Global human rights groups have declined to appear before a Sri Lankan government-appointed panel looking into the civil war saying that it lacked credibility and was unlikely to carry out an independent probe.
A joint letter from Amnesty International (AI), Human Rights Watch and the International Crisis Group said the Lessons Learnt and Reconciliation Commission (LLRC) appointed by President Mahinda Rajapaksa did not ``meet international standards for independent and impartial inquiries.’’
Rajapaksa appointed the seven-member LLRC in May to probe the failure of the Norway-brokered ceasefire between Colombo and the Tamil Tigers and the months of fighting that followed.
Subsequently, the Commission invited national and international organisations to depose before it.
But the government panel also came under criticism from the international community including the United Nations which wanted an international investigation into the alleged cases of civilian deaths as the war ended in May, 2009.
"The LLRC's mandate, its composition, its procedures, and the human rights environment in which it is operating all conspire to make a safe and satisfactory outcome for victims of human rights violations and their families extremely unlikely," AI said in a statement.
It added that ``like its predecessors, the LLRC exists against a backdrop of continuing government failure to address accountability and continuing human rights abuses.’’ IN a 2009 report, titled `Twenty Years of Make-believe; Sri Lanka's Commissions of Inquiry’, the AI had claimed to have documented ``Sri Lanka's long history of impunity and the failed Presidential Commission of Inquiry.’’

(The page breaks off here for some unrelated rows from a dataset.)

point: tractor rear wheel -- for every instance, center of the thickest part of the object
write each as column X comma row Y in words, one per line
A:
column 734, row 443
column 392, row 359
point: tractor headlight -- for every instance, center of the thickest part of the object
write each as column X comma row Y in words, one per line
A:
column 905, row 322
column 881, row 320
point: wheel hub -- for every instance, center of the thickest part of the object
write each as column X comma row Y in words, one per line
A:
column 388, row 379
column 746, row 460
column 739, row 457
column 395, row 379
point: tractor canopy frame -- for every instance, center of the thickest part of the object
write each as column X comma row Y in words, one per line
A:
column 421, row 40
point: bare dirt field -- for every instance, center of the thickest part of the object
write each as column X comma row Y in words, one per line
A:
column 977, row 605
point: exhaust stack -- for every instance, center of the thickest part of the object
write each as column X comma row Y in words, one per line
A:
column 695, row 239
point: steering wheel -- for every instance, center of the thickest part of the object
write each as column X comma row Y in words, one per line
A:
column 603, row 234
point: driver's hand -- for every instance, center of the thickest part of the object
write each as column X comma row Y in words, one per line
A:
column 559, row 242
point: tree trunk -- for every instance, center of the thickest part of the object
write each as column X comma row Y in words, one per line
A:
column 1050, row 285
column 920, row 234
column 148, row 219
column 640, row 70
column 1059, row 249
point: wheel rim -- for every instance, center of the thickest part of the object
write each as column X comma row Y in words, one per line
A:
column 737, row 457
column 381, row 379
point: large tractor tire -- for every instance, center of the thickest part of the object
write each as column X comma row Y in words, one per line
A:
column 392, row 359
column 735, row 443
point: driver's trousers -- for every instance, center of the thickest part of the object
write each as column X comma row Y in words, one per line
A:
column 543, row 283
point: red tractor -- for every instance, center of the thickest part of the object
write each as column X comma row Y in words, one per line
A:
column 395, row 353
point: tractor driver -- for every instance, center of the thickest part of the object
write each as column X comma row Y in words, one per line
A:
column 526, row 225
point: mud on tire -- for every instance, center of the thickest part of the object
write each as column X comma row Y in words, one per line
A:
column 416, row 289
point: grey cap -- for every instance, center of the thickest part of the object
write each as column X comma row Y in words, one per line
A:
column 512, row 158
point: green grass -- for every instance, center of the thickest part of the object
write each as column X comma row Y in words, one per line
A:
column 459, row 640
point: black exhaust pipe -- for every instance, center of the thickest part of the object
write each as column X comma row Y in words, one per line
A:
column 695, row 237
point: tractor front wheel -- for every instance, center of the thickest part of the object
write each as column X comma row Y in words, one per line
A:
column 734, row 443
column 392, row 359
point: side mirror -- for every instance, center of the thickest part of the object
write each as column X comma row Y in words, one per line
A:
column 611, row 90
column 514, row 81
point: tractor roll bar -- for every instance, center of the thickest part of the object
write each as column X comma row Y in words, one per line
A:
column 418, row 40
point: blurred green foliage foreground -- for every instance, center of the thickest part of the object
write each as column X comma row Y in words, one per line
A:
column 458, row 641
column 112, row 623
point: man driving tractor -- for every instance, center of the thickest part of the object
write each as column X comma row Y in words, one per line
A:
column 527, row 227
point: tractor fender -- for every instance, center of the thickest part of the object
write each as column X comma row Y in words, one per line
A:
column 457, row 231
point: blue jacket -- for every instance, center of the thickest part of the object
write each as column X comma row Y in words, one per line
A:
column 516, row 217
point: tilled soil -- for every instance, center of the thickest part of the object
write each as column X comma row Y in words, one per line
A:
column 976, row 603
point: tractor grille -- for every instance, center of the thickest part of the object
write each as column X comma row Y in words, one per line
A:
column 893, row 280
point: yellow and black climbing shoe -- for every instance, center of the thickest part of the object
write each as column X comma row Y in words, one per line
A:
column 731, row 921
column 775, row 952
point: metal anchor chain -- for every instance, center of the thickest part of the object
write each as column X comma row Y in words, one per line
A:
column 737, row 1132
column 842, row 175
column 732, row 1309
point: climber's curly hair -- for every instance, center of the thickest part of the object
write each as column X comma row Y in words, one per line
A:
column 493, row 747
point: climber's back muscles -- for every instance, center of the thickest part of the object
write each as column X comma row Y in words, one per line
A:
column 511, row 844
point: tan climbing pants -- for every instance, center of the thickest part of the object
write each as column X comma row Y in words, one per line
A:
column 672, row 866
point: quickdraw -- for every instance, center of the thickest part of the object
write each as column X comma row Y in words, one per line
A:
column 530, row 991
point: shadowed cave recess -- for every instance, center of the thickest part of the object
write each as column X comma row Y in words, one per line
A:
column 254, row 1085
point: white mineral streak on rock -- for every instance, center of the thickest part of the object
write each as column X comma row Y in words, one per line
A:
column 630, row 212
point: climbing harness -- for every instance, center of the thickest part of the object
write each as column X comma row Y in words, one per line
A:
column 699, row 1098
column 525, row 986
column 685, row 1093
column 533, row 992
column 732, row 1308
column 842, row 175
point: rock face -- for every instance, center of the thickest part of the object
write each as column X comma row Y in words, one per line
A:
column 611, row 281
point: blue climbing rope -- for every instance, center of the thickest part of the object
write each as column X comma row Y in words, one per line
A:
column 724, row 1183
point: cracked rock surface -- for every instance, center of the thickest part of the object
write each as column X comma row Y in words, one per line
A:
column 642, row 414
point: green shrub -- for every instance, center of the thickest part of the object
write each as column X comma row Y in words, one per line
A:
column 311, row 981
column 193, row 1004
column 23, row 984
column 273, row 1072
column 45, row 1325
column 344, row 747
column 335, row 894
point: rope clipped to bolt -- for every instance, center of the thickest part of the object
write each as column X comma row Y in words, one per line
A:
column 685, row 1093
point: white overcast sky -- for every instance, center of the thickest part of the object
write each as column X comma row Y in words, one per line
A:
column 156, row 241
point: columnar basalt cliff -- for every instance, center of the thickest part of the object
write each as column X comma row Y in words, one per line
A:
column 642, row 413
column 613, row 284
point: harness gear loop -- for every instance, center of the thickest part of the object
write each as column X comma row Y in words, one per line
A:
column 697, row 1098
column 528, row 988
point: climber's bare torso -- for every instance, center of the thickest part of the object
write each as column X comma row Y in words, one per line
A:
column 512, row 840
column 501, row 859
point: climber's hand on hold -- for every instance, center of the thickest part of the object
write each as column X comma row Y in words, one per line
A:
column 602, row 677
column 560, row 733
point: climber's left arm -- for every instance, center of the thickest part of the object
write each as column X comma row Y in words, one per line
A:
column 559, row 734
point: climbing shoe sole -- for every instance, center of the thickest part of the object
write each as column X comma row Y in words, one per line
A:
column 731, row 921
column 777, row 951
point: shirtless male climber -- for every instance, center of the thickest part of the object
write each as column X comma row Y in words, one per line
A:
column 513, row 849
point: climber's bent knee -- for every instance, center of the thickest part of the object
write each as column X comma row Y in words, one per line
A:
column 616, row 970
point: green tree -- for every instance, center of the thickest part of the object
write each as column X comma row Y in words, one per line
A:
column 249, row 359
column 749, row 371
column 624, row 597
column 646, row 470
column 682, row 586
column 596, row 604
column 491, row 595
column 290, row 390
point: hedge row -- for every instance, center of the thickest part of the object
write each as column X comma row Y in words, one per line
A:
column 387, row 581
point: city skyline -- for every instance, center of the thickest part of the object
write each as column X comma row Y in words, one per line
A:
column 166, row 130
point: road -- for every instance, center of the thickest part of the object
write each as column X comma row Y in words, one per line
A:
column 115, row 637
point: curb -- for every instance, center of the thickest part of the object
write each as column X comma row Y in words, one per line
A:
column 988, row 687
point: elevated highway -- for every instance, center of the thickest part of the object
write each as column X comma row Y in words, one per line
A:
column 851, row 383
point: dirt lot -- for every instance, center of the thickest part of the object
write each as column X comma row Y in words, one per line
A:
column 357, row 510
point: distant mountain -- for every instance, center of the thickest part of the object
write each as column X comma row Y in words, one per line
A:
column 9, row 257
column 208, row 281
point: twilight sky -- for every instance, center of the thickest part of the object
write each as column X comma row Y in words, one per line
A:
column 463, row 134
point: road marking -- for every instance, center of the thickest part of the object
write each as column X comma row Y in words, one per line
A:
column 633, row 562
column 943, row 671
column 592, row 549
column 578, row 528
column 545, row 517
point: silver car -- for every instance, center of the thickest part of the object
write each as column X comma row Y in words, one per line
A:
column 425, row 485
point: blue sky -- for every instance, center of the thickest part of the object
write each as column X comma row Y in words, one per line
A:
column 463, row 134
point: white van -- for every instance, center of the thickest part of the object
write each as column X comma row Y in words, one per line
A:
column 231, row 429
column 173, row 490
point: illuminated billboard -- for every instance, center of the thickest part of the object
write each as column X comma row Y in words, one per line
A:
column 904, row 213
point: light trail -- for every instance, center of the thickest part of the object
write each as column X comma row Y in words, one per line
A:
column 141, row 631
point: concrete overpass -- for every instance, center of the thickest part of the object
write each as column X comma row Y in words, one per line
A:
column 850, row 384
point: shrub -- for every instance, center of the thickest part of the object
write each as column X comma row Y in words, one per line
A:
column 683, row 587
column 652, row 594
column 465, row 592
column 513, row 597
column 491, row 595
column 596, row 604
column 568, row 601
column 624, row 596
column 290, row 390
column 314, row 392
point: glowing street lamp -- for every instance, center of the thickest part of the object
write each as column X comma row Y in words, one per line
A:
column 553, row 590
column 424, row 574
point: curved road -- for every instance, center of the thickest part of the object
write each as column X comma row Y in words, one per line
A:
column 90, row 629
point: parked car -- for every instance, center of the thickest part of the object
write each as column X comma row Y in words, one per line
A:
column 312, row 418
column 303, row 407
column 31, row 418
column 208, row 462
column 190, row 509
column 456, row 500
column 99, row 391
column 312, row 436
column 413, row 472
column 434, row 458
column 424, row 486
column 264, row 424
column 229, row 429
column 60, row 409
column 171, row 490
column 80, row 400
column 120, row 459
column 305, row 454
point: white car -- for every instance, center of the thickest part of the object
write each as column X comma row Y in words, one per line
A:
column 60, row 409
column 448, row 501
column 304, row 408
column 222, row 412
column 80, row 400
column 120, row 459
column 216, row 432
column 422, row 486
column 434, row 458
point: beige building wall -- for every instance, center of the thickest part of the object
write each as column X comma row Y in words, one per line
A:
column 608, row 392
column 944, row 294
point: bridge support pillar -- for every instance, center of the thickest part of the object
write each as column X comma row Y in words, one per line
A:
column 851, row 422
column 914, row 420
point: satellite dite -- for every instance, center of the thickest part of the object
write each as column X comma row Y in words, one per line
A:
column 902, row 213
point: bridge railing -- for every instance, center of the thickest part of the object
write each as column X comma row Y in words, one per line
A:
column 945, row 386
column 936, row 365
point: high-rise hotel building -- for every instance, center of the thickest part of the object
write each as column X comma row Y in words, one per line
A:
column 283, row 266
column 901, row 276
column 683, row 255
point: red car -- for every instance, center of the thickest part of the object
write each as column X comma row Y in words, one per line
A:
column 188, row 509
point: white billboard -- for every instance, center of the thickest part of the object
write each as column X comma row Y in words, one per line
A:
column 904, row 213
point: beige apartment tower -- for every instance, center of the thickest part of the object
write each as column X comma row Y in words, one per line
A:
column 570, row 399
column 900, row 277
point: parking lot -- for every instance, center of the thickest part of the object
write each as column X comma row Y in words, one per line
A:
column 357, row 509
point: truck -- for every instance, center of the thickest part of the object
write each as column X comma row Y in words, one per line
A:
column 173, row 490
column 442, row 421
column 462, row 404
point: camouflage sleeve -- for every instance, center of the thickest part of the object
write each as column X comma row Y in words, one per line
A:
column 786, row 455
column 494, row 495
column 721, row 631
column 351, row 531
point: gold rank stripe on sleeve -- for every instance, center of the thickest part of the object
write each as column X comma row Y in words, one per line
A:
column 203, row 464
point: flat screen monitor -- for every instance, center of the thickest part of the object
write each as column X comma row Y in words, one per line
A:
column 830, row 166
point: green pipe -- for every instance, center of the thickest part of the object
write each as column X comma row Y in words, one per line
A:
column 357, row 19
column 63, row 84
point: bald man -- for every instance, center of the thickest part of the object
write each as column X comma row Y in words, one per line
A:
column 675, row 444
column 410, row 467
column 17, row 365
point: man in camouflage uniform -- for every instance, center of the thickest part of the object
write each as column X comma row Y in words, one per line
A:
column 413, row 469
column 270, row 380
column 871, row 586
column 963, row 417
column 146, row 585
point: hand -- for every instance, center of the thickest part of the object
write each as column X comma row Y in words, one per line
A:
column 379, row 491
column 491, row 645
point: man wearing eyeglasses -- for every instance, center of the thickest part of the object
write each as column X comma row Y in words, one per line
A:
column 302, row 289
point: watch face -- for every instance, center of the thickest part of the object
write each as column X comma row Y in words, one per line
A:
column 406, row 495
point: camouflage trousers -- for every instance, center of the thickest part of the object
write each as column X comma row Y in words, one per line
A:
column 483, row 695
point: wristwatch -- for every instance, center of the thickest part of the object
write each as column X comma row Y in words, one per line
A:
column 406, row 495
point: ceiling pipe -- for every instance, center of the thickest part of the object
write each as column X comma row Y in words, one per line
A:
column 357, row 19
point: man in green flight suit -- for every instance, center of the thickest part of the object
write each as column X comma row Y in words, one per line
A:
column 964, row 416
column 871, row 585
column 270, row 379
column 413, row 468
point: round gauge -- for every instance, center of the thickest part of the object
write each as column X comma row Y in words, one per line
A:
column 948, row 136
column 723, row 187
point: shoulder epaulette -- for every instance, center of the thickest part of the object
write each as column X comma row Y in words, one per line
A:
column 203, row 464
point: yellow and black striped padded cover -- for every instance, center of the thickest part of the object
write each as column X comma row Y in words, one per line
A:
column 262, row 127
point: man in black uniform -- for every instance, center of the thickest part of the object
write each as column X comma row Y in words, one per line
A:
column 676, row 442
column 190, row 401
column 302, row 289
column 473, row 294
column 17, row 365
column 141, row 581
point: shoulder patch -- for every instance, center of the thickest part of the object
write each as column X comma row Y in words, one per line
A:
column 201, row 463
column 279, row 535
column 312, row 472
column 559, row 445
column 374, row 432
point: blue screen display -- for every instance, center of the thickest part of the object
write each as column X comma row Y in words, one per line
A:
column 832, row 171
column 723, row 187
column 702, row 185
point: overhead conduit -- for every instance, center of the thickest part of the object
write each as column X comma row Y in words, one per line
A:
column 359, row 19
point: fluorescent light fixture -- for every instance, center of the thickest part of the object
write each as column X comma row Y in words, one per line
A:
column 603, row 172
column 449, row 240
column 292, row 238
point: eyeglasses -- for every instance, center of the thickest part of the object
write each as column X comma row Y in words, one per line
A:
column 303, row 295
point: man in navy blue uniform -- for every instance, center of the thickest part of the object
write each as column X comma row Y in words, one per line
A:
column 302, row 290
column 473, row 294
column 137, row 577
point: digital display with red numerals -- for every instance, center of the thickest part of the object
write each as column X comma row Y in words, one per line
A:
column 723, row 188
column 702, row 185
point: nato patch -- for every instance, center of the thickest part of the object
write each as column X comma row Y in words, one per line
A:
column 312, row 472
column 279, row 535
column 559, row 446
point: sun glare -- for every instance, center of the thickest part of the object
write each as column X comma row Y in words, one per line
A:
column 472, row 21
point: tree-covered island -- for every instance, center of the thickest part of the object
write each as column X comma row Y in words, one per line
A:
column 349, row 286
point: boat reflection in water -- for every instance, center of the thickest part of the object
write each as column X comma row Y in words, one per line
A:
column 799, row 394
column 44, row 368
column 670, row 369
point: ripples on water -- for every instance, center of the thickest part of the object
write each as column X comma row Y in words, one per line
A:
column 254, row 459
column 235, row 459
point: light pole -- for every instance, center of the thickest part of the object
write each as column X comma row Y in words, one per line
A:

"AI is particularly concerned about the lack of any provisions for witness protection and the fact that former officials who have publicly defended the Sri Lankan government against allegations of war crimes serve on the commission." The LLRC secretary, A.B. Atugoda, however, told *Associated Press* that the commission's independence and impartiality "must be judged by the performance of the commission and not on the basis of preconceived notions."